O@0kdd<C-v><C-a>Y<C-v><C-x>gg@a<Esc>"add<C-a>Y<C-x>@a

<C-?> corresponds to Control + ?, and <Esc> to Escape obviously. Each of these count for 1 byte (see meta).

Input

The input file should contain 1 integer per line + 1 blank line at the end, example :

1
2
3
4
5
⁣

We can see each line of the input file as an array element, such as 1 :: 2 :: 3 :: 4 :: 5 :: [], like in some languages (caml for example).

Launch

You can start vi with the following command, and type the solution stroke by stroke :

vi -u NONE input

You can also use this one-liner :

vi -u NONE -c ':exec "norm O@0kdd\<C-v>\<C-a>Y\<C-v>\<C-x>gg@a\<Esc>\"add\<C-a>Y\<C-x>@a"' -c ":w output" -c ':q' input

This should produce a file output with the correct result from an input file input.

Explanations

To introduce the solution, I will first present a 19-bytes solution working only for arrays without 0. This solution uses a recursive macro, used with little modification in the final solution :

Yqa@0ddYgg@aquggY@a

Explanation of a partial solution

Y                       # yank first line (first integer + line break) to "0 register
 qa                     # start recording a macro ("a register)
   @0                   # jump n lines, where n is the content of the "0 register
     dd                 # delete the current line (n+1th line)
       Y                # yank current line (integer after the previously deleted line)
        gg              # go back to the first line
          @a            # recurse on macro "a"
            q           # finish recording the macro
             u          # cancel modifications done by the execution of the macro
              gg        # go back to the first line
                Y@a     # apply the recorded macro with first parameter equal to the first integer

The trick here is to use the "0 register to store the current integer (and the line break, very important). Therefore, the command @0 allows to jump n lines (call n the value of "0). If the jump exceeds the number of lines in the file, the macro will fail, so the program will stop (outside of the array bounds, as required).

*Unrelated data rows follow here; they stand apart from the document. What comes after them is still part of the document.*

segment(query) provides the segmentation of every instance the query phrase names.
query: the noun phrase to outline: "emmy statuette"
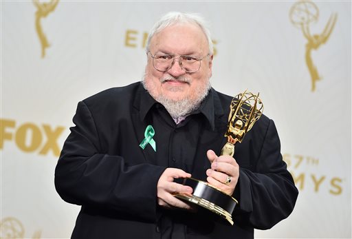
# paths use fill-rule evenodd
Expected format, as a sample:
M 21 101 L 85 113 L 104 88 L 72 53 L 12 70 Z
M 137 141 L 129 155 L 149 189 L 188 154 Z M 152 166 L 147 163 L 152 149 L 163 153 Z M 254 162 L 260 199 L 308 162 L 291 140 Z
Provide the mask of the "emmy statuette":
M 221 155 L 234 154 L 234 145 L 242 142 L 245 134 L 261 117 L 263 105 L 257 95 L 248 92 L 239 94 L 231 101 L 228 116 L 228 129 L 225 134 L 228 142 L 221 149 Z M 232 214 L 237 200 L 230 195 L 221 191 L 207 182 L 195 178 L 184 178 L 183 184 L 193 189 L 192 194 L 177 194 L 175 197 L 198 205 L 219 215 L 232 225 Z

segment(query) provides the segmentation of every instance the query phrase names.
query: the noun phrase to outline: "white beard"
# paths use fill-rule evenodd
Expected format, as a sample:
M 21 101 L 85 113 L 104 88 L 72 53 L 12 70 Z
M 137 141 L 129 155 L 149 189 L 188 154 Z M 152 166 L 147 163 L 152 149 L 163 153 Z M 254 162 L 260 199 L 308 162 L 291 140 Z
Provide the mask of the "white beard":
M 142 82 L 144 88 L 149 92 L 149 94 L 152 96 L 153 98 L 154 98 L 155 101 L 160 103 L 164 105 L 164 107 L 165 107 L 171 117 L 173 117 L 174 119 L 177 119 L 180 117 L 185 117 L 190 114 L 192 112 L 198 109 L 201 101 L 203 101 L 203 100 L 208 95 L 209 90 L 211 87 L 210 81 L 208 79 L 206 83 L 200 85 L 197 89 L 196 89 L 195 96 L 195 98 L 192 97 L 192 98 L 190 96 L 187 96 L 181 100 L 175 101 L 167 98 L 162 94 L 162 92 L 157 94 L 155 90 L 154 90 L 153 85 L 151 85 L 151 84 L 146 83 L 146 77 L 147 74 L 146 73 L 144 75 L 144 80 Z M 186 82 L 190 81 L 190 80 L 186 77 L 182 76 L 175 79 L 170 75 L 167 75 L 166 77 L 161 79 L 160 81 L 162 83 L 165 81 L 170 80 L 177 80 Z M 178 90 L 177 87 L 175 87 L 174 90 L 177 91 Z

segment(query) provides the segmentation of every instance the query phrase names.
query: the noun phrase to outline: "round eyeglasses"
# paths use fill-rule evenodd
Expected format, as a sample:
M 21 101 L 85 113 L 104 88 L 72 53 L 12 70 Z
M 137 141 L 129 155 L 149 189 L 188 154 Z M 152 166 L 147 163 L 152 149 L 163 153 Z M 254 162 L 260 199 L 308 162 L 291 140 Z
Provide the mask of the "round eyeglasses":
M 155 54 L 153 55 L 151 52 L 148 52 L 148 53 L 150 53 L 153 58 L 153 66 L 160 72 L 166 72 L 170 70 L 175 63 L 175 60 L 177 59 L 175 55 L 171 54 Z M 180 55 L 178 56 L 179 64 L 186 72 L 194 73 L 201 68 L 201 60 L 208 56 L 209 54 L 203 57 Z

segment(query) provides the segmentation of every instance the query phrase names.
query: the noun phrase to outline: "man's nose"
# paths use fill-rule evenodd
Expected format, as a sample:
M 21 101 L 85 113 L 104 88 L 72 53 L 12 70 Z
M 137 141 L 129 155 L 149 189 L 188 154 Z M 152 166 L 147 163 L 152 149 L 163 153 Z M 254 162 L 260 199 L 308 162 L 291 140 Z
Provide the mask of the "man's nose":
M 179 58 L 175 58 L 171 67 L 168 70 L 168 73 L 174 77 L 178 77 L 186 73 L 182 67 L 182 63 Z

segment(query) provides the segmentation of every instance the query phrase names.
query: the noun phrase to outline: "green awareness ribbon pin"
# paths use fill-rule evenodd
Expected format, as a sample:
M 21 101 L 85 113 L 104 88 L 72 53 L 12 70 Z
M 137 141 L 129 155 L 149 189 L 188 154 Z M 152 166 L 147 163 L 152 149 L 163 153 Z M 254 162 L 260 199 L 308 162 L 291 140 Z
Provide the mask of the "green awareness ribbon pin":
M 153 136 L 154 136 L 155 134 L 155 132 L 154 131 L 153 126 L 151 125 L 148 125 L 146 128 L 146 131 L 144 131 L 144 139 L 142 141 L 141 143 L 140 144 L 140 147 L 144 149 L 146 145 L 149 144 L 151 145 L 151 147 L 153 147 L 153 149 L 154 149 L 155 152 L 157 152 L 155 141 L 153 139 Z

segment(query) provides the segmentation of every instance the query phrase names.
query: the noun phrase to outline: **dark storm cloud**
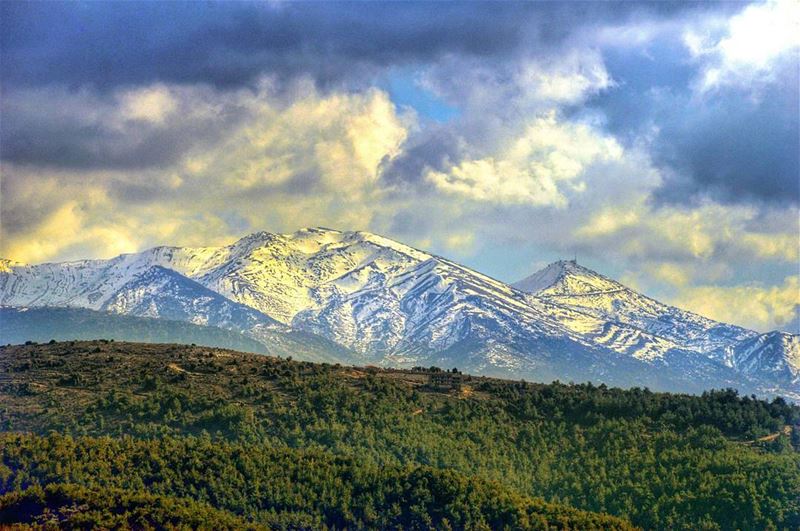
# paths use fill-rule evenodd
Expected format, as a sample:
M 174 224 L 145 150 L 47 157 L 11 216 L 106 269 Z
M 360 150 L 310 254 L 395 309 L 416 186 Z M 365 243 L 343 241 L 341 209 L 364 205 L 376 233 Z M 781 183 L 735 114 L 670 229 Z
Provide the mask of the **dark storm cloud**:
M 605 59 L 618 87 L 589 107 L 620 139 L 651 137 L 651 156 L 664 170 L 656 202 L 800 203 L 796 55 L 779 61 L 757 87 L 733 84 L 704 94 L 693 88 L 700 72 L 678 42 L 658 42 L 646 55 L 615 50 Z
M 632 3 L 2 2 L 4 87 L 154 81 L 248 84 L 309 75 L 368 82 L 375 67 L 446 54 L 502 57 L 581 26 L 706 9 Z

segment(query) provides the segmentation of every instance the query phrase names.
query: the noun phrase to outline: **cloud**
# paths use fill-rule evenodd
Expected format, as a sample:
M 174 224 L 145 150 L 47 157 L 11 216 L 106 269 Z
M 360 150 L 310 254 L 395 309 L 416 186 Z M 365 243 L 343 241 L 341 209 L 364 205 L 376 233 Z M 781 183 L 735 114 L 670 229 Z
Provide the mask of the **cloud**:
M 36 101 L 41 113 L 57 112 Z M 311 84 L 288 104 L 269 84 L 224 93 L 158 84 L 110 97 L 60 94 L 57 101 L 66 103 L 67 122 L 124 132 L 113 142 L 99 133 L 78 145 L 63 139 L 80 153 L 124 152 L 156 129 L 164 138 L 198 124 L 214 133 L 135 172 L 91 158 L 59 169 L 4 162 L 0 252 L 20 261 L 208 245 L 248 230 L 295 230 L 323 220 L 367 228 L 380 208 L 380 169 L 413 125 L 413 115 L 400 114 L 380 90 L 321 94 Z M 157 159 L 160 151 L 139 153 Z
M 564 206 L 563 189 L 585 188 L 578 177 L 595 161 L 618 160 L 622 148 L 586 124 L 559 122 L 555 112 L 533 121 L 503 152 L 429 171 L 440 190 L 478 201 Z
M 722 36 L 690 29 L 684 40 L 695 60 L 703 63 L 697 80 L 701 92 L 722 85 L 750 90 L 772 79 L 777 61 L 800 48 L 800 5 L 770 0 L 745 7 L 723 24 Z
M 674 302 L 700 315 L 763 332 L 786 329 L 796 323 L 800 281 L 791 276 L 778 286 L 696 286 L 684 290 Z M 797 328 L 789 331 L 800 333 Z
M 601 21 L 674 17 L 679 3 L 0 4 L 4 87 L 209 84 L 263 76 L 361 87 L 387 66 L 543 53 Z

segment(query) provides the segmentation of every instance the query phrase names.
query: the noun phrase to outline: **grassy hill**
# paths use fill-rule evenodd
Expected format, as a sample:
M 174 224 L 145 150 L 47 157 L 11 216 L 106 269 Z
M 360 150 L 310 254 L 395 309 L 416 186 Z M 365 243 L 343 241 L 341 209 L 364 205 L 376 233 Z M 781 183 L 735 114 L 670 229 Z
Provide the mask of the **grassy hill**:
M 0 522 L 797 529 L 799 421 L 734 391 L 446 389 L 204 347 L 4 347 Z

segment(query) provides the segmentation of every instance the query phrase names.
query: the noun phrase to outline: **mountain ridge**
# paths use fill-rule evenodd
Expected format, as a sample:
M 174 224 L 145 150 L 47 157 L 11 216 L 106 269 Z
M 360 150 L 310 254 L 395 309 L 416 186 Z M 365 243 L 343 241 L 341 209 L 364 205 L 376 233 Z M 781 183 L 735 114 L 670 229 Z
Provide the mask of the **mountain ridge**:
M 757 332 L 665 305 L 575 261 L 509 285 L 369 232 L 308 228 L 256 232 L 227 246 L 161 246 L 109 260 L 6 269 L 6 306 L 181 308 L 188 321 L 235 308 L 250 321 L 269 320 L 261 328 L 270 333 L 310 333 L 370 363 L 446 361 L 532 379 L 627 379 L 678 390 L 733 384 L 800 398 L 796 343 L 756 342 L 744 363 L 736 346 Z M 158 287 L 164 284 L 148 280 L 153 271 L 177 291 L 165 295 Z M 120 306 L 145 293 L 149 310 Z M 252 323 L 223 320 L 223 327 L 259 337 Z M 763 361 L 752 361 L 753 349 L 764 345 Z M 770 371 L 770 364 L 789 369 Z

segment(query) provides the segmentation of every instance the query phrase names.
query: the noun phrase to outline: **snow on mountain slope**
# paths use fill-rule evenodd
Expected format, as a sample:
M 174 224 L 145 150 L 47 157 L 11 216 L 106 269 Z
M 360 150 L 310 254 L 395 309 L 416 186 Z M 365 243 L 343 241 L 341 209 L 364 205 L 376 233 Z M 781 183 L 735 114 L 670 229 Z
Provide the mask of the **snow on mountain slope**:
M 512 287 L 375 234 L 315 228 L 110 260 L 3 264 L 5 306 L 216 323 L 289 348 L 298 340 L 341 349 L 331 359 L 355 359 L 352 349 L 362 361 L 513 377 L 775 388 L 773 373 L 746 374 L 747 363 L 731 361 L 744 355 L 726 354 L 755 332 L 666 306 L 573 262 Z
M 530 293 L 533 303 L 550 302 L 632 326 L 696 352 L 719 355 L 722 349 L 757 335 L 660 303 L 574 261 L 550 264 L 513 286 Z
M 740 372 L 800 384 L 800 336 L 768 332 L 728 347 L 725 354 L 728 363 Z
M 152 266 L 131 279 L 105 301 L 101 310 L 238 331 L 286 328 L 261 312 L 161 266 Z

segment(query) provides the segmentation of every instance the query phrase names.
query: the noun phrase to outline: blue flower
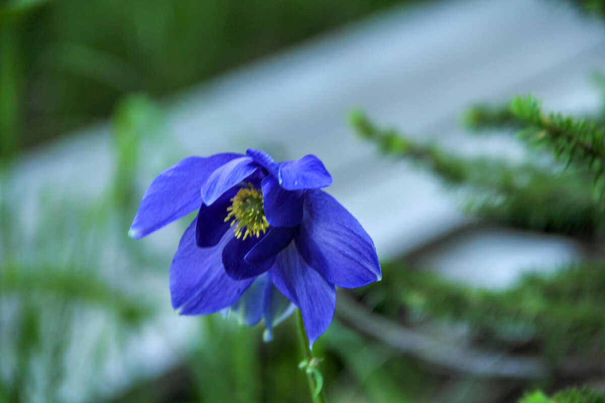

But this solution does not work if the input contains 0. Indeed, if "0 register value equals 0, then @0 will jump one line (due to the line break), not 0 as we liked. So the next command (dd) won't delete the 0th integer, but the 1st (not correct).

A valid solution to handle the 0 is to always increment the integer before yanking it, and decrement it just after. Thus, the @0 command will jump n+1 lines (n is the current integer that have been incremented). A k command is then necessary to go to line n (previous line). Using this trick, a blank line is needed at the end of the input file, to avoid jumping outside of the array (thus, terminating the program), since we now always jump n+1 lines, before jumping to the previous line.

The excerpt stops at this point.